Scientific classification
- Kingdom: Animalia
- Phylum: Chordata
- Class: Mammalia
- Infraclass: Placentalia
- Order: Rodentia
- Family: Sciuridae
- Subfamily: Sciurillinae Moore, 1959
- Genus: Sciurillus Thomas, 1914
- Species: S. pusillus
- Binomial name: Sciurillus pusillus (É. Geoffroy, 1803)

= Neotropical pygmy squirrel =

- Genus: Sciurillus
- Species: pusillus
- Authority: (É. Geoffroy, 1803)
- Conservation status: LC
- Parent authority: Thomas, 1914

Species of rodent

The Neotropical pygmy squirrel (Sciurillus pusillus) is a South American species of tree squirrel, being the only living species in the genus Sciurillus and the subfamily Sciurillinae. Genetic analysis has shown it to be the sister group to all other squirrels.

==Description==
The Neotropical pygmy squirrel is the smallest species of tree squirrel native to the Americas, measuring on average just 10 cm in head-body length, with an 11-cm tail. Adults weigh from 30 to 48 g. The fur is grizzled grey over the body, with paler, but not sharply contrasting, fur on the underparts. The head is slightly reddish, with distinct white markings behind the ears, which are shorter and more rounded than on most other tree squirrels. The limbs are slender, with the fore limbs elongated to assist in climbing. Females have six teats.
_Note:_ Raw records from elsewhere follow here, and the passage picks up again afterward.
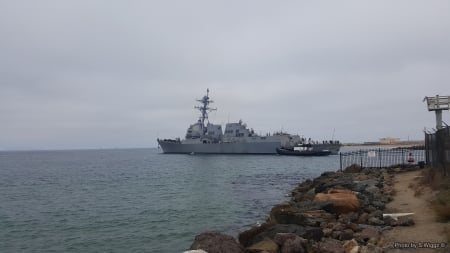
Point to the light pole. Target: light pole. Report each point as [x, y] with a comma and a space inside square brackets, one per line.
[438, 104]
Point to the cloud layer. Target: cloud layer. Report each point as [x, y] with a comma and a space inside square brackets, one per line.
[89, 74]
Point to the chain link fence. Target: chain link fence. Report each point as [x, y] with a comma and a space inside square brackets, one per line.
[383, 157]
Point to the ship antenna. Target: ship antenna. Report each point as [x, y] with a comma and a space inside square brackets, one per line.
[204, 109]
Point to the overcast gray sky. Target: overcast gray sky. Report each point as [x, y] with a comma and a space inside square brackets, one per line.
[106, 74]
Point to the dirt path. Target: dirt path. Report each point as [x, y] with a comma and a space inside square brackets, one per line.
[425, 230]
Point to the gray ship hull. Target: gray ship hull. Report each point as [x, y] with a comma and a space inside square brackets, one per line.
[172, 147]
[333, 148]
[220, 148]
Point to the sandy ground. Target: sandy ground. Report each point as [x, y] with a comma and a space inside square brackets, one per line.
[425, 230]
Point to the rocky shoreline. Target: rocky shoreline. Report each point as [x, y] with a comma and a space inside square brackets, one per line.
[335, 212]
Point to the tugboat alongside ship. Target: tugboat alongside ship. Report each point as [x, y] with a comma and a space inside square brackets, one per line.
[203, 137]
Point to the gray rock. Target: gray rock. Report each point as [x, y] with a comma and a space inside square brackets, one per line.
[214, 242]
[389, 221]
[367, 233]
[293, 246]
[330, 246]
[313, 233]
[290, 243]
[405, 221]
[347, 234]
[375, 221]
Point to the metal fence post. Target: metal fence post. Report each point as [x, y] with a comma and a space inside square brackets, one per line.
[379, 155]
[360, 157]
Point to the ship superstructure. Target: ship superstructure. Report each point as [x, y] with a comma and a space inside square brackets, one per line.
[206, 138]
==Distribution and habitat==
Neotropical pygmy squirrels inhabit at least four widely separated regions in northern South America, in French Guiana, Suriname, central Brazil, northern Peru, and southern Colombia. Within these regions, they inhabit lowland tropical rainforests. Three subspecies are currently recognised, although their respective geographic distributions are unclear, and these may represent two or more distinct species.

- S. p. pusillus (E. Geoffroy, 1803)
- S. p. glaucinus Thomas, 1914
- S. p. kuhlii (Gray, 1867)

==Biology and behaviour==
Neotropical pygmy squirrels are diurnal and spend the day in the forest canopy, usually at least 9 m above the ground. They have been observed nesting in abandoned arboreal termite nests lined with fibres gathered from the machimango (Eschweilera) tree. They feed by gnawing on the bark of trees, especially those of the genus Parkia, and probably eating either the gummy exudates produced by the trees in response to injury or the cambium beneath the bark. Population densities are apparently low, with normally no more than three individual per km^{2}, although groups containing more than one adult, plus young, have been observed in areas with a local concentration of food.

These squirrels typically move rapidly through the trees, and are highly excitable, giving an alarm call described as similar to the sound of a cricket. They give birth to one or two young at a time, with pregnant females having been observed in June.